University of Tennessee Medical Center First to Adopt Siemens PET/CT Software

VG60 enhancements will facilitate streamlining of imaging, radiation oncology to enhance cancer diagnosis and treatment

University of Tennessee, UT Medical Center, PET/CT software, radiation oncology, Siemens

Image courtesy of Siemens Healthcare

November 3, 2015 — The University of Tennessee Medical Center announced it has implemented new software aimed at significantly improving positron emission tomography/computed tomography (PET/CT) image quality and radiation oncology services. It is first time in the world this software is being utilized.

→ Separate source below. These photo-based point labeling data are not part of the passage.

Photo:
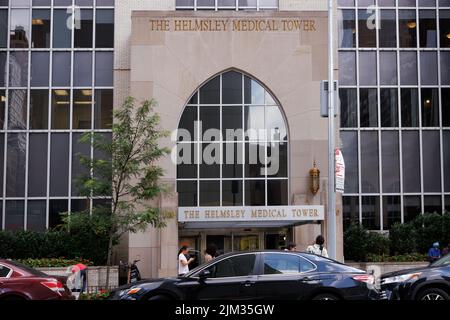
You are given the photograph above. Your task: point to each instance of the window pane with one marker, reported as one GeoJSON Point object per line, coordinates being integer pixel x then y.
{"type": "Point", "coordinates": [104, 69]}
{"type": "Point", "coordinates": [62, 36]}
{"type": "Point", "coordinates": [3, 28]}
{"type": "Point", "coordinates": [349, 108]}
{"type": "Point", "coordinates": [41, 29]}
{"type": "Point", "coordinates": [83, 35]}
{"type": "Point", "coordinates": [391, 211]}
{"type": "Point", "coordinates": [187, 193]}
{"type": "Point", "coordinates": [232, 193]}
{"type": "Point", "coordinates": [232, 88]}
{"type": "Point", "coordinates": [37, 165]}
{"type": "Point", "coordinates": [275, 125]}
{"type": "Point", "coordinates": [255, 160]}
{"type": "Point", "coordinates": [367, 36]}
{"type": "Point", "coordinates": [186, 127]}
{"type": "Point", "coordinates": [103, 113]}
{"type": "Point", "coordinates": [14, 215]}
{"type": "Point", "coordinates": [232, 160]}
{"type": "Point", "coordinates": [210, 121]}
{"type": "Point", "coordinates": [78, 170]}
{"type": "Point", "coordinates": [104, 29]}
{"type": "Point", "coordinates": [15, 166]}
{"type": "Point", "coordinates": [209, 193]}
{"type": "Point", "coordinates": [39, 109]}
{"type": "Point", "coordinates": [37, 215]}
{"type": "Point", "coordinates": [428, 68]}
{"type": "Point", "coordinates": [18, 68]}
{"type": "Point", "coordinates": [431, 161]}
{"type": "Point", "coordinates": [444, 26]}
{"type": "Point", "coordinates": [432, 204]}
{"type": "Point", "coordinates": [407, 28]}
{"type": "Point", "coordinates": [59, 165]}
{"type": "Point", "coordinates": [412, 207]}
{"type": "Point", "coordinates": [388, 68]}
{"type": "Point", "coordinates": [61, 74]}
{"type": "Point", "coordinates": [20, 28]}
{"type": "Point", "coordinates": [411, 161]}
{"type": "Point", "coordinates": [387, 32]}
{"type": "Point", "coordinates": [255, 193]}
{"type": "Point", "coordinates": [60, 109]}
{"type": "Point", "coordinates": [210, 92]}
{"type": "Point", "coordinates": [368, 108]}
{"type": "Point", "coordinates": [56, 207]}
{"type": "Point", "coordinates": [371, 213]}
{"type": "Point", "coordinates": [347, 29]}
{"type": "Point", "coordinates": [351, 211]}
{"type": "Point", "coordinates": [17, 110]}
{"type": "Point", "coordinates": [40, 62]}
{"type": "Point", "coordinates": [347, 68]}
{"type": "Point", "coordinates": [430, 108]}
{"type": "Point", "coordinates": [187, 161]}
{"type": "Point", "coordinates": [82, 109]}
{"type": "Point", "coordinates": [369, 162]}
{"type": "Point", "coordinates": [408, 68]}
{"type": "Point", "coordinates": [350, 151]}
{"type": "Point", "coordinates": [367, 68]}
{"type": "Point", "coordinates": [390, 161]}
{"type": "Point", "coordinates": [428, 30]}
{"type": "Point", "coordinates": [277, 193]}
{"type": "Point", "coordinates": [410, 108]}
{"type": "Point", "coordinates": [210, 165]}
{"type": "Point", "coordinates": [82, 69]}
{"type": "Point", "coordinates": [446, 144]}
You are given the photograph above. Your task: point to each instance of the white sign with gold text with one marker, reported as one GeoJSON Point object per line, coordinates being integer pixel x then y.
{"type": "Point", "coordinates": [254, 214]}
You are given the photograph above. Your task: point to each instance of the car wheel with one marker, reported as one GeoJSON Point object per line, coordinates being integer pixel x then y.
{"type": "Point", "coordinates": [325, 297]}
{"type": "Point", "coordinates": [434, 294]}
{"type": "Point", "coordinates": [159, 298]}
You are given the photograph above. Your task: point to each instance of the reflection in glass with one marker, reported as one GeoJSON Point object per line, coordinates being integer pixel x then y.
{"type": "Point", "coordinates": [431, 161]}
{"type": "Point", "coordinates": [369, 162]}
{"type": "Point", "coordinates": [368, 108]}
{"type": "Point", "coordinates": [350, 151]}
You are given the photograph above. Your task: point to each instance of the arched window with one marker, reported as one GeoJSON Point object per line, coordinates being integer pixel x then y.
{"type": "Point", "coordinates": [232, 146]}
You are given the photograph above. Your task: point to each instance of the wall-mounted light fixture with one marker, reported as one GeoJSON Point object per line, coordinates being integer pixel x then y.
{"type": "Point", "coordinates": [314, 174]}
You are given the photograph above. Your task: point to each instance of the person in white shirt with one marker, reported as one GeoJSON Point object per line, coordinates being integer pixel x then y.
{"type": "Point", "coordinates": [318, 248]}
{"type": "Point", "coordinates": [183, 262]}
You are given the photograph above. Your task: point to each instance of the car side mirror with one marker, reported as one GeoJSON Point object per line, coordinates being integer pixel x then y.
{"type": "Point", "coordinates": [204, 274]}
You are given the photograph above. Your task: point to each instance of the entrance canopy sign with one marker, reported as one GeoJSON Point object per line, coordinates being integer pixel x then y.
{"type": "Point", "coordinates": [293, 214]}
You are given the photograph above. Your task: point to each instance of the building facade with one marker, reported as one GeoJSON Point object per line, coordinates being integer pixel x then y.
{"type": "Point", "coordinates": [238, 83]}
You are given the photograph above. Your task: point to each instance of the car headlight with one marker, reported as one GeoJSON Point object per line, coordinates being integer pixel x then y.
{"type": "Point", "coordinates": [402, 278]}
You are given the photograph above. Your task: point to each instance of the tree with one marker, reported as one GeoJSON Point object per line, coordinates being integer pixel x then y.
{"type": "Point", "coordinates": [125, 176]}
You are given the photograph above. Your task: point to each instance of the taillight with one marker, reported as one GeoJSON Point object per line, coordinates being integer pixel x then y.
{"type": "Point", "coordinates": [366, 278]}
{"type": "Point", "coordinates": [54, 285]}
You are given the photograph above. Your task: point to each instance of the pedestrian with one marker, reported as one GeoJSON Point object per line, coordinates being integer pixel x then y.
{"type": "Point", "coordinates": [291, 247]}
{"type": "Point", "coordinates": [318, 247]}
{"type": "Point", "coordinates": [434, 253]}
{"type": "Point", "coordinates": [210, 253]}
{"type": "Point", "coordinates": [183, 262]}
{"type": "Point", "coordinates": [446, 250]}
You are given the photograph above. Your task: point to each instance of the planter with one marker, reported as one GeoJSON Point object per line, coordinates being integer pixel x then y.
{"type": "Point", "coordinates": [96, 276]}
{"type": "Point", "coordinates": [385, 267]}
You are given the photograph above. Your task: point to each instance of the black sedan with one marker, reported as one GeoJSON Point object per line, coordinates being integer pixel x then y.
{"type": "Point", "coordinates": [428, 283]}
{"type": "Point", "coordinates": [259, 275]}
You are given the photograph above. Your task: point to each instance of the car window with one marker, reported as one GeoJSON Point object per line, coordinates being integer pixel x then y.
{"type": "Point", "coordinates": [285, 264]}
{"type": "Point", "coordinates": [237, 266]}
{"type": "Point", "coordinates": [4, 271]}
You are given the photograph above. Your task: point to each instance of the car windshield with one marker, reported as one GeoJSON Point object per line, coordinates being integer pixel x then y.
{"type": "Point", "coordinates": [443, 262]}
{"type": "Point", "coordinates": [32, 271]}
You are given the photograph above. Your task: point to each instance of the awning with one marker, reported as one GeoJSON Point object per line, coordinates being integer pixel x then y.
{"type": "Point", "coordinates": [248, 217]}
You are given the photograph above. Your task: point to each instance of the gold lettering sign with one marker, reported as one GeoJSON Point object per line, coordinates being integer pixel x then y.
{"type": "Point", "coordinates": [237, 25]}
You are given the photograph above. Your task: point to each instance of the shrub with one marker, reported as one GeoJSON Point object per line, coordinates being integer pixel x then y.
{"type": "Point", "coordinates": [403, 239]}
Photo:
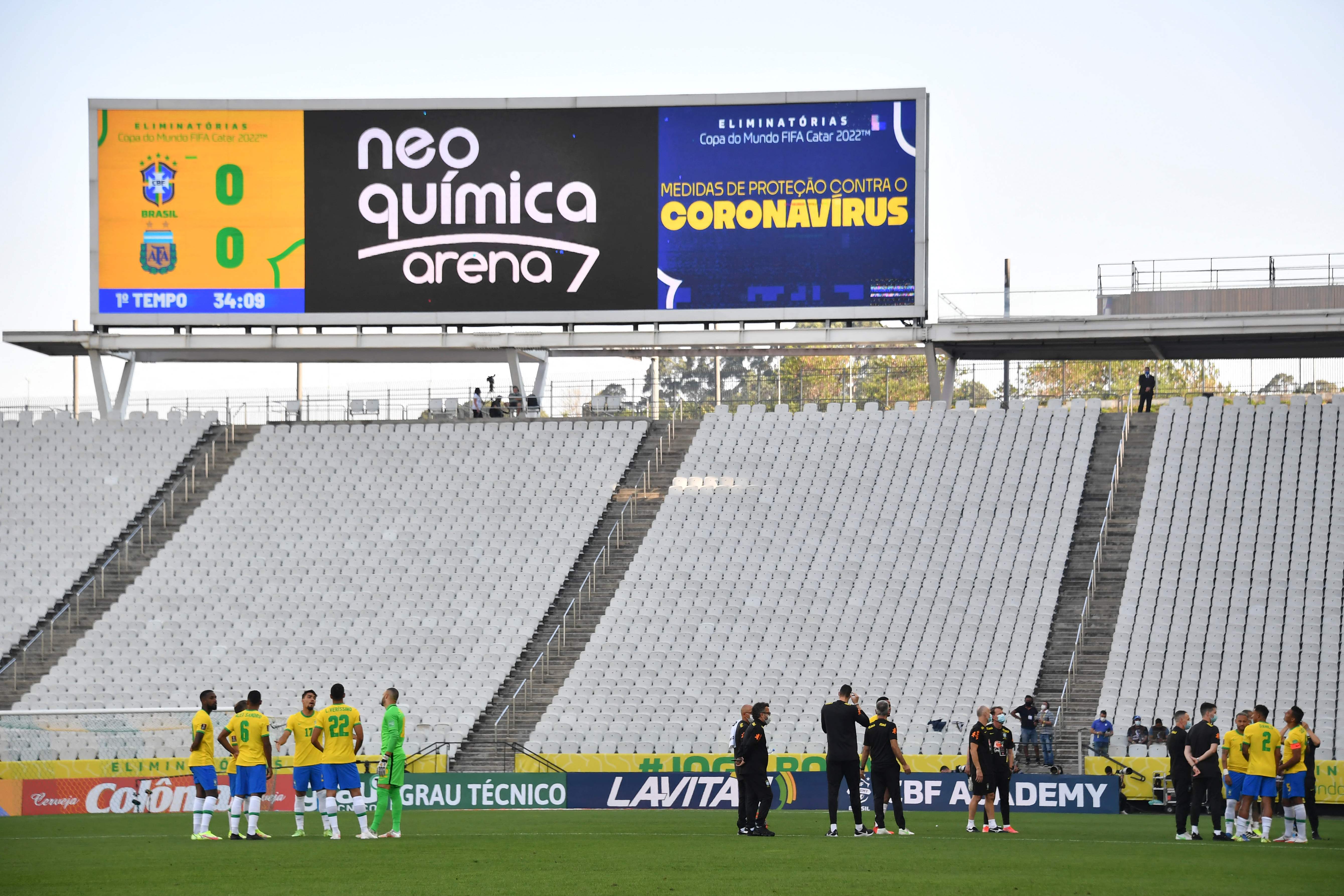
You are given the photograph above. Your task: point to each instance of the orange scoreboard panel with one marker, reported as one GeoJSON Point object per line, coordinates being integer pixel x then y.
{"type": "Point", "coordinates": [201, 211]}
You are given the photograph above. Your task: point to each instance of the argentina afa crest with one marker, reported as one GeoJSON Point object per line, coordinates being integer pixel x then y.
{"type": "Point", "coordinates": [158, 252]}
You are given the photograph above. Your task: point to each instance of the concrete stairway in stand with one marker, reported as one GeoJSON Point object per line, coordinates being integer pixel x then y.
{"type": "Point", "coordinates": [123, 561]}
{"type": "Point", "coordinates": [1081, 703]}
{"type": "Point", "coordinates": [490, 746]}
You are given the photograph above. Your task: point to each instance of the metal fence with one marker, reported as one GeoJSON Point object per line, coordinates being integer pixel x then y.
{"type": "Point", "coordinates": [1232, 272]}
{"type": "Point", "coordinates": [882, 381]}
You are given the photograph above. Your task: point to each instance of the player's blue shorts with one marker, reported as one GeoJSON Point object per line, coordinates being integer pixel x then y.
{"type": "Point", "coordinates": [308, 778]}
{"type": "Point", "coordinates": [205, 777]}
{"type": "Point", "coordinates": [252, 781]}
{"type": "Point", "coordinates": [342, 777]}
{"type": "Point", "coordinates": [1260, 786]}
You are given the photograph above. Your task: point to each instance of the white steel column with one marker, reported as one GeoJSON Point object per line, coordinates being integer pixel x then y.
{"type": "Point", "coordinates": [515, 375]}
{"type": "Point", "coordinates": [544, 370]}
{"type": "Point", "coordinates": [932, 358]}
{"type": "Point", "coordinates": [128, 374]}
{"type": "Point", "coordinates": [949, 379]}
{"type": "Point", "coordinates": [100, 386]}
{"type": "Point", "coordinates": [654, 391]}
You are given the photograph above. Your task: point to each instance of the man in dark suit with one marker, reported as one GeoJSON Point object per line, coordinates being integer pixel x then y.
{"type": "Point", "coordinates": [1147, 386]}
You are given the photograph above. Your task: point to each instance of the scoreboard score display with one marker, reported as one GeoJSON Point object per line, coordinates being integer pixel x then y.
{"type": "Point", "coordinates": [597, 211]}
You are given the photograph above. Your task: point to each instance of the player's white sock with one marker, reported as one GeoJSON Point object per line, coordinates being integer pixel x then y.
{"type": "Point", "coordinates": [359, 812]}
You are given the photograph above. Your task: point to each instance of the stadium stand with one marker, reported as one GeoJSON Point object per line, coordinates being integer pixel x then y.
{"type": "Point", "coordinates": [798, 551]}
{"type": "Point", "coordinates": [408, 555]}
{"type": "Point", "coordinates": [1234, 582]}
{"type": "Point", "coordinates": [66, 491]}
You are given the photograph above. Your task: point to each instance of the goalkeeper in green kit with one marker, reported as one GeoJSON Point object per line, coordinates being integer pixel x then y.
{"type": "Point", "coordinates": [392, 770]}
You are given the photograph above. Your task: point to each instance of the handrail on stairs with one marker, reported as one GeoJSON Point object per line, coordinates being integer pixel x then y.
{"type": "Point", "coordinates": [1093, 578]}
{"type": "Point", "coordinates": [185, 476]}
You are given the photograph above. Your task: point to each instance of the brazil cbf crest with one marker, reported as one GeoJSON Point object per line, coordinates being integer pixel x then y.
{"type": "Point", "coordinates": [158, 255]}
{"type": "Point", "coordinates": [158, 183]}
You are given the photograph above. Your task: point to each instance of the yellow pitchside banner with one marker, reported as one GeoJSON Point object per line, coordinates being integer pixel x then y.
{"type": "Point", "coordinates": [54, 769]}
{"type": "Point", "coordinates": [1330, 781]}
{"type": "Point", "coordinates": [650, 762]}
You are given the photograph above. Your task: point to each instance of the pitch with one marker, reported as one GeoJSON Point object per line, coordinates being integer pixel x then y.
{"type": "Point", "coordinates": [655, 852]}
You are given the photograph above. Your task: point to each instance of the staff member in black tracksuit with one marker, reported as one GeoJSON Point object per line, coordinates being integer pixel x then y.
{"type": "Point", "coordinates": [738, 730]}
{"type": "Point", "coordinates": [1181, 774]}
{"type": "Point", "coordinates": [1002, 757]}
{"type": "Point", "coordinates": [750, 761]}
{"type": "Point", "coordinates": [1147, 386]}
{"type": "Point", "coordinates": [980, 766]}
{"type": "Point", "coordinates": [838, 720]}
{"type": "Point", "coordinates": [881, 744]}
{"type": "Point", "coordinates": [1201, 758]}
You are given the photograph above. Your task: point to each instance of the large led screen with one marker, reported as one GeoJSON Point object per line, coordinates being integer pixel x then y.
{"type": "Point", "coordinates": [612, 213]}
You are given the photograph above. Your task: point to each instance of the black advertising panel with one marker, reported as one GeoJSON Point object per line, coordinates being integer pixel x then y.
{"type": "Point", "coordinates": [471, 211]}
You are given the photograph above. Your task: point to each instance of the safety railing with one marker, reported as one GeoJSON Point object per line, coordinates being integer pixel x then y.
{"type": "Point", "coordinates": [1095, 574]}
{"type": "Point", "coordinates": [93, 585]}
{"type": "Point", "coordinates": [1233, 272]}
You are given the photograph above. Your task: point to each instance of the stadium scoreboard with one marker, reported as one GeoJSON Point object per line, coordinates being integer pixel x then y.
{"type": "Point", "coordinates": [564, 211]}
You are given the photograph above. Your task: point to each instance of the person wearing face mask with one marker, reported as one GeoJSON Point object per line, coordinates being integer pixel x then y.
{"type": "Point", "coordinates": [1202, 744]}
{"type": "Point", "coordinates": [1002, 757]}
{"type": "Point", "coordinates": [1027, 715]}
{"type": "Point", "coordinates": [1181, 772]}
{"type": "Point", "coordinates": [750, 760]}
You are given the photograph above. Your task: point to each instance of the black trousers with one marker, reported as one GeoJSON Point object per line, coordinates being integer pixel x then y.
{"type": "Point", "coordinates": [886, 781]}
{"type": "Point", "coordinates": [1206, 794]}
{"type": "Point", "coordinates": [849, 772]}
{"type": "Point", "coordinates": [1310, 801]}
{"type": "Point", "coordinates": [759, 796]}
{"type": "Point", "coordinates": [1182, 786]}
{"type": "Point", "coordinates": [1002, 778]}
{"type": "Point", "coordinates": [744, 802]}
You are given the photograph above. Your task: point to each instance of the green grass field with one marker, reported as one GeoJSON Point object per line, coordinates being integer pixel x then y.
{"type": "Point", "coordinates": [651, 852]}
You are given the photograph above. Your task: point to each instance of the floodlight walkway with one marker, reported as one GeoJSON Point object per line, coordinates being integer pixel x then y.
{"type": "Point", "coordinates": [122, 561]}
{"type": "Point", "coordinates": [1090, 652]}
{"type": "Point", "coordinates": [568, 626]}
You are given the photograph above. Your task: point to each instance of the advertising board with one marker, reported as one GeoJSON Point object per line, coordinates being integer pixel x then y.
{"type": "Point", "coordinates": [1096, 794]}
{"type": "Point", "coordinates": [627, 210]}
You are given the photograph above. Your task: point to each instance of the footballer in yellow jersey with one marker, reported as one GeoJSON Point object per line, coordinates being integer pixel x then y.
{"type": "Point", "coordinates": [1261, 749]}
{"type": "Point", "coordinates": [202, 764]}
{"type": "Point", "coordinates": [339, 735]}
{"type": "Point", "coordinates": [308, 760]}
{"type": "Point", "coordinates": [1234, 772]}
{"type": "Point", "coordinates": [1295, 778]}
{"type": "Point", "coordinates": [252, 731]}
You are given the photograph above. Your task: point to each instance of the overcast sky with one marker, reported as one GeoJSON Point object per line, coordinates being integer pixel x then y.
{"type": "Point", "coordinates": [1061, 138]}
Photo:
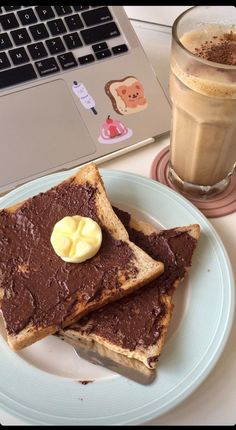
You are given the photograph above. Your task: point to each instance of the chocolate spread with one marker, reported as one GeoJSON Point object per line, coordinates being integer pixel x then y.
{"type": "Point", "coordinates": [135, 319]}
{"type": "Point", "coordinates": [39, 287]}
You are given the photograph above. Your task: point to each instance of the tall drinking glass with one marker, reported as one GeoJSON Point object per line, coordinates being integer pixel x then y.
{"type": "Point", "coordinates": [203, 94]}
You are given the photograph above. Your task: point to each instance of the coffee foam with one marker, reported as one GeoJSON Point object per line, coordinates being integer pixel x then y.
{"type": "Point", "coordinates": [200, 77]}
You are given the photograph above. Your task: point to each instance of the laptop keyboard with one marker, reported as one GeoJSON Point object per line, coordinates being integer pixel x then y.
{"type": "Point", "coordinates": [38, 41]}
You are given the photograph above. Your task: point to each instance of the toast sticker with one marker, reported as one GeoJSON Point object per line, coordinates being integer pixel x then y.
{"type": "Point", "coordinates": [85, 98]}
{"type": "Point", "coordinates": [127, 95]}
{"type": "Point", "coordinates": [113, 131]}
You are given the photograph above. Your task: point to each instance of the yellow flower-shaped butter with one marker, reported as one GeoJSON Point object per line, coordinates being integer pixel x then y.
{"type": "Point", "coordinates": [76, 238]}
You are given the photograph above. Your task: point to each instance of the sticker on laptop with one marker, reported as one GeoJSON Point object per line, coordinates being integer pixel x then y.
{"type": "Point", "coordinates": [86, 99]}
{"type": "Point", "coordinates": [113, 131]}
{"type": "Point", "coordinates": [127, 95]}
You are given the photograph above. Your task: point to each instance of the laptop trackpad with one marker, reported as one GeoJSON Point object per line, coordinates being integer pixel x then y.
{"type": "Point", "coordinates": [41, 132]}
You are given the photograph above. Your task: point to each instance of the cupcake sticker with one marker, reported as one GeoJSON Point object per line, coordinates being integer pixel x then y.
{"type": "Point", "coordinates": [113, 131]}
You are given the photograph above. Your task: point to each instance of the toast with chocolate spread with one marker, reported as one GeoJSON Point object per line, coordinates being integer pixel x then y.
{"type": "Point", "coordinates": [39, 292]}
{"type": "Point", "coordinates": [136, 325]}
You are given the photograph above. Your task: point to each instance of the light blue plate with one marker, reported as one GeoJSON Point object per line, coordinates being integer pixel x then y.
{"type": "Point", "coordinates": [190, 353]}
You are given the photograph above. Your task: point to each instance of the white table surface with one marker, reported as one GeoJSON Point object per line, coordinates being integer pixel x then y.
{"type": "Point", "coordinates": [214, 401]}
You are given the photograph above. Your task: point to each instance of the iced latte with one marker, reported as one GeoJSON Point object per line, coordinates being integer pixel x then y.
{"type": "Point", "coordinates": [203, 94]}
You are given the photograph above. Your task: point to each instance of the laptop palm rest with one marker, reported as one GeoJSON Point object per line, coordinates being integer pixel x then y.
{"type": "Point", "coordinates": [45, 133]}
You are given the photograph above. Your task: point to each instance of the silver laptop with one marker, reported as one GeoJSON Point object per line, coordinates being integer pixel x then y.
{"type": "Point", "coordinates": [75, 86]}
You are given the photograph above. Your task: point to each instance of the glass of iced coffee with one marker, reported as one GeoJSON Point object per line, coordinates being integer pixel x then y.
{"type": "Point", "coordinates": [203, 95]}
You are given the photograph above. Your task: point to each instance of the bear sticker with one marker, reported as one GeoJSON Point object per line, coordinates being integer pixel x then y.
{"type": "Point", "coordinates": [127, 95]}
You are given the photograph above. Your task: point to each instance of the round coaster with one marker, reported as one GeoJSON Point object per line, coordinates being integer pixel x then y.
{"type": "Point", "coordinates": [220, 205]}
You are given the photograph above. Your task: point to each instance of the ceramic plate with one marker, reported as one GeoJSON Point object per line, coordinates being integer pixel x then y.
{"type": "Point", "coordinates": [42, 384]}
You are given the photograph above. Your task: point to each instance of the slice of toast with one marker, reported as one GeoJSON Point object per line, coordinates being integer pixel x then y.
{"type": "Point", "coordinates": [127, 95]}
{"type": "Point", "coordinates": [136, 325]}
{"type": "Point", "coordinates": [39, 292]}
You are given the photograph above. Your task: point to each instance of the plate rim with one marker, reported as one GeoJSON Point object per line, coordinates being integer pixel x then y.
{"type": "Point", "coordinates": [55, 178]}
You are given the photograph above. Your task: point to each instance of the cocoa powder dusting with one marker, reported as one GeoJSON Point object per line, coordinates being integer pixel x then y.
{"type": "Point", "coordinates": [221, 51]}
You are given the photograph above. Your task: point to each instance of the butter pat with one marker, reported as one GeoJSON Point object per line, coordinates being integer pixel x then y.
{"type": "Point", "coordinates": [76, 238]}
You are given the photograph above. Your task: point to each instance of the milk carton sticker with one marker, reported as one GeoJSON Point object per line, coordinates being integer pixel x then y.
{"type": "Point", "coordinates": [113, 131]}
{"type": "Point", "coordinates": [85, 98]}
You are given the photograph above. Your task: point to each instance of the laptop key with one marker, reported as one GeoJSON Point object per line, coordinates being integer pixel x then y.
{"type": "Point", "coordinates": [47, 67]}
{"type": "Point", "coordinates": [101, 32]}
{"type": "Point", "coordinates": [67, 60]}
{"type": "Point", "coordinates": [99, 47]}
{"type": "Point", "coordinates": [55, 46]}
{"type": "Point", "coordinates": [86, 59]}
{"type": "Point", "coordinates": [37, 50]}
{"type": "Point", "coordinates": [4, 61]}
{"type": "Point", "coordinates": [97, 16]}
{"type": "Point", "coordinates": [74, 22]}
{"type": "Point", "coordinates": [20, 37]}
{"type": "Point", "coordinates": [39, 31]}
{"type": "Point", "coordinates": [72, 40]}
{"type": "Point", "coordinates": [5, 41]}
{"type": "Point", "coordinates": [27, 17]}
{"type": "Point", "coordinates": [63, 10]}
{"type": "Point", "coordinates": [17, 75]}
{"type": "Point", "coordinates": [9, 21]}
{"type": "Point", "coordinates": [119, 49]}
{"type": "Point", "coordinates": [56, 27]}
{"type": "Point", "coordinates": [19, 56]}
{"type": "Point", "coordinates": [9, 8]}
{"type": "Point", "coordinates": [45, 12]}
{"type": "Point", "coordinates": [103, 54]}
{"type": "Point", "coordinates": [79, 8]}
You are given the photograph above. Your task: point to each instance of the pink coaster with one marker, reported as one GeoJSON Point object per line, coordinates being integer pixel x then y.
{"type": "Point", "coordinates": [220, 205]}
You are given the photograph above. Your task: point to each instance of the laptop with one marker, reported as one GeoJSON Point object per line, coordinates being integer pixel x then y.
{"type": "Point", "coordinates": [75, 87]}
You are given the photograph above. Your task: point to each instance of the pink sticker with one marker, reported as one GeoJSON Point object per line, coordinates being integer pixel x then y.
{"type": "Point", "coordinates": [127, 95]}
{"type": "Point", "coordinates": [113, 131]}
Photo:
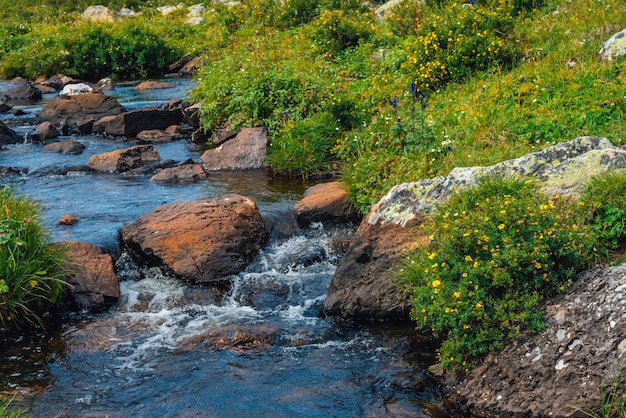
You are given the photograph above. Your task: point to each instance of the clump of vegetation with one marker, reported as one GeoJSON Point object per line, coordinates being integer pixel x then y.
{"type": "Point", "coordinates": [31, 269]}
{"type": "Point", "coordinates": [497, 249]}
{"type": "Point", "coordinates": [605, 195]}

Assistant Professor and Director of UT Medical Center’s Molecular Imaging and Translational Research Program, Dustin Osborne, M.D., explains patients can now benefit from the newly released VG60 software update to the Siemens Biograph 64 mCT Flow PET/CT units utilized inside the medical center.

“UT Medical Center was chosen to pioneer this PET/CT software because of our unique workflows that blend standard oncological imaging with radiation therapy,” said Osborne. “This software contains a number of new features that result in improved radiation therapy services. Plus, combining standard PET/CT and radiation oncology workflows provides more convenience for patients as they can have multiple procedures performed during one appointment.”

According to Osborne, VG60 utilizes features that improve the image quality of PET/CT scans, which have previously been distorted by software limitations and common human error.

“A PET/CT scan is sensitive to any movement or abnormality in the human body which can blur the images,” said Osborne. “The simple respiratory motion of a patient during a scan can have a negative impact on accurate cancer diagnosis and therapy monitoring.”

Osborne explains that this software is significant in the benefits it provides as it has the ability to remove metal artifacts such as implants or dental work from the diagnostic CT images. Patients, physicians and clinicians viewing the scans will collectively benefit from improved large field of view imaging as well as respiratory motion correction that can be added seamlessly to any standard whole-body image study.

“This software solves a number of challenges for using PET/CT in radiation oncology while also vastly improving diagnostic image quality,” said Osborne. “Most importantly, it helps in the expedited diagnosis of our patients. The fact that UT Medical Center is the first in the world to utilize the software is a testament to our physicians and the thousands of patients that annually employ our radiological services.”